Jason now sported a half-smile identical to the one that had been stamped on his sister’s face since the beginning of the conversation. “That was, of course, before you showed up.”
“Exactly.” I found myself grimacing with equal wry amusement. “I may be the only woman ever born who could travel to another solar system on the spur of the moment, arrive unannounced, and by sheer luck stroll right into the line of fire of an assassination team waiting for somebody else who just by coincidence happens to hate her even more.”
The Porrinyards emitted identical exasperated sighs. “You have a gift.”

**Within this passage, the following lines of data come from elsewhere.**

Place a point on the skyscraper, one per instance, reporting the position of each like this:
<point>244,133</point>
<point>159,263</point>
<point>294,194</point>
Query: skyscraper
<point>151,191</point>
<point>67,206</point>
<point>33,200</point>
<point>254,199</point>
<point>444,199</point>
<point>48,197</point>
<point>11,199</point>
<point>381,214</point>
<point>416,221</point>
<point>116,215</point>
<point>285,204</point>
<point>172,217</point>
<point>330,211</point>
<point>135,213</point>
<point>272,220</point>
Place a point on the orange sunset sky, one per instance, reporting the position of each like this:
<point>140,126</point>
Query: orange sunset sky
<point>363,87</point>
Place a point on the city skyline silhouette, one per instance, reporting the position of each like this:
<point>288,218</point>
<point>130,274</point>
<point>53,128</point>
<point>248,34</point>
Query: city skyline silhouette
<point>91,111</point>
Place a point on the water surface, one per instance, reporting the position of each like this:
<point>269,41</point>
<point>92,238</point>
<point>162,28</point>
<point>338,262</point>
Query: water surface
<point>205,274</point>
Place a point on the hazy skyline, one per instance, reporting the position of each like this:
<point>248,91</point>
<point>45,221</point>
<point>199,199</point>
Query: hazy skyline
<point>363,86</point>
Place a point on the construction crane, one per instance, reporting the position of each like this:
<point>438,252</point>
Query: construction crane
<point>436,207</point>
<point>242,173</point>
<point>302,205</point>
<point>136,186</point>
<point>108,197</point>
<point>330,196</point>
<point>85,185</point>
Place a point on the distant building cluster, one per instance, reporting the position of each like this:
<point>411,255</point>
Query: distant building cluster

I turned my attention to the Khaajiir, who had been watching the entire exchange with rapt fascination. “As for you, sir, the Claws of God have no special significance in my life, and as far as I know no special significance to anybody but the K’cenhowten, but their presence in the hands of your fellow Bocaians might make a great deal more sense in this context once you tell me who the hell you are.”
The Khaajiir shifted, his long, bony fingers lightly spinning his staff in place. “You live up to your reputation, Andrea Cort. You are a most impressive human being.”